The Pearson Correlation Coefficient, also known as Pearson’s R, represents a statistical measure that quantifies the strength and direction of the relationship between two variables. This coefficient ranges from -1 to +1, with +1 signifying a perfect positive correlation, -1 a perfect negative correlation, and 0 no correlation at all.

This coefficient provides a normalized measure of covariance, calculated by dividing the covariance of the two variables by the product of their standard deviations. However, it only reflects a linear correlation and does not account for other types of relationships or correlations.

Widely utilized in statistics, the Pearson Correlation Coefficient aids in determining the strength and direction of the relationship between two quantitative variables. Despite its limitations, it remains a crucial tool in statistical analysis due to its ability to provide a clear, quantifiable measure of linear relationships.

Intuition for correlation

Correlation tells us to what extent two variables move together.

One way correlation is usually presented is as a scatter plot. You take two variables, and for each data point, you plot the value of one variable on the x-axis and the value of the other variable on the y-axis.

If there is some correlation, it is usually visible to the naked eye.

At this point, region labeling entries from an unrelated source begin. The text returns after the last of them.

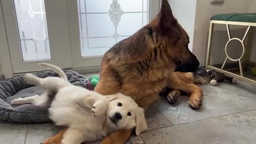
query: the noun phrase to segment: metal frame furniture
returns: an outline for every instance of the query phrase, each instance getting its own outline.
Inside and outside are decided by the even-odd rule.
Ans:
[[[214,25],[226,25],[227,27],[227,34],[229,40],[227,42],[225,46],[225,53],[226,58],[223,61],[221,68],[217,68],[210,65],[210,60],[211,57],[211,49],[212,48],[212,40],[213,38],[213,33],[214,30]],[[244,34],[243,38],[241,39],[237,37],[231,37],[230,33],[229,26],[230,25],[238,25],[247,26],[247,29]],[[222,73],[225,75],[235,77],[237,79],[241,79],[251,83],[256,84],[256,81],[253,79],[244,77],[243,71],[242,62],[241,59],[247,57],[246,53],[248,53],[250,51],[251,48],[251,40],[252,35],[252,30],[253,27],[256,26],[256,14],[251,13],[230,13],[230,14],[217,14],[211,18],[209,30],[209,36],[208,39],[208,45],[207,49],[206,59],[205,63],[205,68],[206,69],[215,69],[215,70]],[[245,41],[246,39],[246,41]],[[227,53],[227,46],[229,43],[232,41],[237,41],[240,42],[242,46],[242,53],[240,57],[236,59],[231,58]],[[246,58],[245,60],[246,63],[252,63],[249,61],[248,58]],[[240,75],[234,74],[230,71],[228,71],[224,69],[225,65],[228,60],[232,61],[238,62],[239,68],[240,71]],[[255,65],[255,63],[254,63]],[[254,65],[255,66],[255,65]]]

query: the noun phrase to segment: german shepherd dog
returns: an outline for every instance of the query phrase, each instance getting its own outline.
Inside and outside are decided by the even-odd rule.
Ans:
[[[203,92],[194,83],[203,82],[191,73],[175,70],[195,69],[199,65],[189,51],[188,34],[173,17],[167,0],[162,0],[157,16],[130,37],[117,43],[103,57],[100,80],[94,91],[103,95],[122,93],[130,95],[140,107],[147,108],[159,98],[165,87],[173,102],[180,90],[190,94],[189,106],[199,108]],[[44,143],[60,144],[65,130]],[[118,131],[102,143],[124,143],[131,130]]]

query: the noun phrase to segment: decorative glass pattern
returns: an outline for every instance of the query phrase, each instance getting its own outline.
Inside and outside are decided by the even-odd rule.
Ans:
[[[51,59],[43,0],[14,0],[23,60]]]
[[[102,55],[149,19],[150,0],[77,0],[82,57]]]

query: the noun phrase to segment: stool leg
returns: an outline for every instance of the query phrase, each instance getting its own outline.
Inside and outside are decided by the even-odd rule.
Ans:
[[[214,23],[212,23],[211,21],[210,23],[210,29],[209,29],[209,36],[208,37],[208,45],[207,46],[207,53],[206,53],[206,59],[205,61],[205,68],[208,68],[207,67],[210,65],[210,55],[211,52],[211,47],[212,46],[212,36],[213,33],[214,27]]]

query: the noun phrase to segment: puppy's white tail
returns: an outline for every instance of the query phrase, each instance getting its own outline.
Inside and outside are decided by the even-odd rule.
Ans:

As an example, let’s look at the relationship between the price of two cryptocurrencies, Bitcoin and Ethereum. We’ll use the daily closing price for each currency over 30 days.

Out:
<Figure size 640x480 with 1 Axes>

Hopefully, you can see that there is a positive correlation between the two currencies. When the price of Bitcoin goes up, the price of Ethereum tends to go up as well. When the price of Bitcoin goes down, the price of Ethereum tends to go down as well.

In these visualizations, you can also find that there is usually a trend line drawn through the data points. This line is called the line of best fit. It represents the best linear approximation of the relationship between the two variables.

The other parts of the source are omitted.